Tantangan mengatasi krisis

Kekisruhan yang kita saksikan di hampir semua sektor kehidupan sekarang ini membuktikan makin menipisnya kepercayaan publik terhadap sesama dan terhadap kebijakan negara. Terorisme, premanisme, geng motor, demodemo mahasiswa, dan buruh, penolakan penggusuran, serta korupsi besar-besaran yang marak di lembaga-lembaga pemerintahan dan politik menimbulkan rasa cemas dan tidak nyaman bagi masyarakat banyak. Belum lagi perlawanan yang nyata-nyata ditunjukkan kepada yang pihak yang berwajib.
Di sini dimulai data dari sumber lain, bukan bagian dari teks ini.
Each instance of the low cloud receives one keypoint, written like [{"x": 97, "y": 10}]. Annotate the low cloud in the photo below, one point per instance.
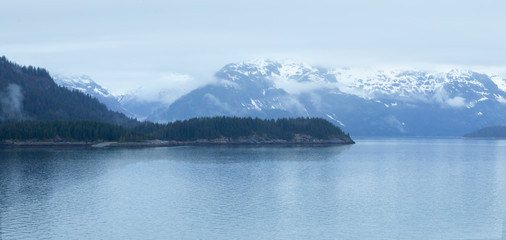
[
  {"x": 457, "y": 102},
  {"x": 11, "y": 101}
]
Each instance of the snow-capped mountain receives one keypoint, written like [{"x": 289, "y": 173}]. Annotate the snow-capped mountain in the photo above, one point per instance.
[
  {"x": 362, "y": 102},
  {"x": 86, "y": 85},
  {"x": 138, "y": 103}
]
Sebenarnya Ombudsman RI ditantang ikut mengatasi, selain KPK, lembaga-lembaga sosial dan swadaya masyarakat dan tentunya segenap lembaga pemerintahan. Celakanya gesekan-gesekan antarlembaga berlangsung tanpa ada yang merasa berkewajiban menjadi perantara. Lewat media massa, rakyat bertindak sebagai juri. Quo Vadis Ombudsman?

Ombudsman diharapkan menjadi lembaga publik yang mandiri secara struktural ataupun fungsional. Dia juga diharapkan menjalankan ideologi negara dan mengusahakan terciptanya keadilan serta kelancaran administrasi negara yang bersih dan jujur dengan mengedepankan supremasi hukum. Keberhasilan lembaga sangat bergantung kepada mereka yang memegang fungsi dalam lembaga. Mereka berperan penting karena dianggap yang bertanggung jawab atas sukses tidaknya misi lembaga. Demikian menurut ‘Ombudsman Indonesia’ (2002).
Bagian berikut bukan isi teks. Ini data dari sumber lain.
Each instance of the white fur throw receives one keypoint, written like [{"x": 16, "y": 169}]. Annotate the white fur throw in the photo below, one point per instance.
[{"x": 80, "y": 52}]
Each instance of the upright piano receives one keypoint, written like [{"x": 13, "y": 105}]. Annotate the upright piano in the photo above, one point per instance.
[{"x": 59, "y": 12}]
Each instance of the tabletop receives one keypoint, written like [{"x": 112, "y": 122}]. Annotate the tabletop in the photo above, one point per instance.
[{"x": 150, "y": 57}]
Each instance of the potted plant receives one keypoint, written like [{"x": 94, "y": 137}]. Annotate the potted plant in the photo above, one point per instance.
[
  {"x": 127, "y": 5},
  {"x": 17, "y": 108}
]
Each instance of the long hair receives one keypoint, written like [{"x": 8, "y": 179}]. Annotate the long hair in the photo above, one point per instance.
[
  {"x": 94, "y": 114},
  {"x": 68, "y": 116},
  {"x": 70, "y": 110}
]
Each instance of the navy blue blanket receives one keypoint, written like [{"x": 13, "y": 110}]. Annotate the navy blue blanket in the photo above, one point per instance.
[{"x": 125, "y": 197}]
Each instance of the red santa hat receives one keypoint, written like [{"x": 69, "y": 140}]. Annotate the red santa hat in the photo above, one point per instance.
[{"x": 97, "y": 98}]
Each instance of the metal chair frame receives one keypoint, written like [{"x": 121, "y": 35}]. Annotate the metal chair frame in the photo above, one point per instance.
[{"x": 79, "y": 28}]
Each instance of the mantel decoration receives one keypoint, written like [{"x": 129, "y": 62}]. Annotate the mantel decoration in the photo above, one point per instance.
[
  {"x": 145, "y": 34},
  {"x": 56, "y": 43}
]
Peran Ombudsman dalam sosial-politik

Sekalipun lembaga Ombudsman sudah dikenal di 150 negara di dunia, tetapi kebanyakan tidak memiliki wewenang untuk memulai prosedur hukum atau penuntutan berdasarkan keluhan publik. Dia lebih berperan sebagai perantara dalam proses politik untuk kepentingan publik.

Namun, menurut Wikipedia, sejak 1960 peran Ombudsman semakin tumbuh di Amerika dan Kanada, khususnya di berbagai korporasi, universitas, dan lembaga-lembaga pemerintahan.
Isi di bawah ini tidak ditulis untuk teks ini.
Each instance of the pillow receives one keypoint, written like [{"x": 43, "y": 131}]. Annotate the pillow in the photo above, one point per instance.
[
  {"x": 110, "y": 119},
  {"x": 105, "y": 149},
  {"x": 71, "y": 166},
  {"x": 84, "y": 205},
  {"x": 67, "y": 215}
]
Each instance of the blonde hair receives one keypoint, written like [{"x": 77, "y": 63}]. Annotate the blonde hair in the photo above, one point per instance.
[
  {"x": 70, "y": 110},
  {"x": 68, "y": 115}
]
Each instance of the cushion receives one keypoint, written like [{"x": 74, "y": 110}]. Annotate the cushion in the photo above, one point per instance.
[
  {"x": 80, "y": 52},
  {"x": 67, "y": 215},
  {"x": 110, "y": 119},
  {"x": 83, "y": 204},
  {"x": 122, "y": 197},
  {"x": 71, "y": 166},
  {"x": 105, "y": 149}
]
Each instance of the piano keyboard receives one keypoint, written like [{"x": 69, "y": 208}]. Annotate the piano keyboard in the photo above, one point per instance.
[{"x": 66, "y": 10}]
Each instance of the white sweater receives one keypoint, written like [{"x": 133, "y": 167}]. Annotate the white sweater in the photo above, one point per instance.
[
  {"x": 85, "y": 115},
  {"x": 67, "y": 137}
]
Organisasi Ombudsman kemudian bertindak sebagai pihak netral dan memiliki kedudukan tinggi di organisasi, tetapi bukan bagian dari manajemen eksekutif. Dia bisa menjadi perantara dalam konflik, menelusuri bidang-bidang permasalahannya, dan membuat saran-saran perubahan kebijakan atau prosedur untuk mendukung dilakukannya perubahan sistem secara teratur.

Pada tahun ini, Ombudsman RI tepat berusia 13 tahun, sesuai keputusan tentang pembentukan Komisi Ombudsman Nasional. Sejak saat itulah sebenarnya Indonesia memasuki tahap baru dalam sistem pengawasan penyelenggaraan negara.

Ombudsman sekarang sudah berupa lembaga. Sayangnya, perannya belum banyak dikenal. Ketika kepercayaan masyarakat terhadap kinerja penyelenggara negara menurun, Ombudsman sekarang seharusnya hadir untuk menghidupkan kembali kepercayaan itu.


Ombudsman tentu akan besar pula pengaruhnya terhadap perbaikan di lembaga-lembaga nonpemerintah. Seandainya kiprahnya mendapat dukungan penuh rakyat, seperti dukungan yang diperoleh KPK sekarang, pengaruhnya tentu amat kuat untuk perbaikan kinerja berbagai lembaga, baik publik maupun swasta. Dengan adanya Ombudsman dan KPK yang bertindak sebagai badan pengawas yang ideal, ke depan situasi sosial-politik dipastikan jauh lebih baik ketimbang sekarang.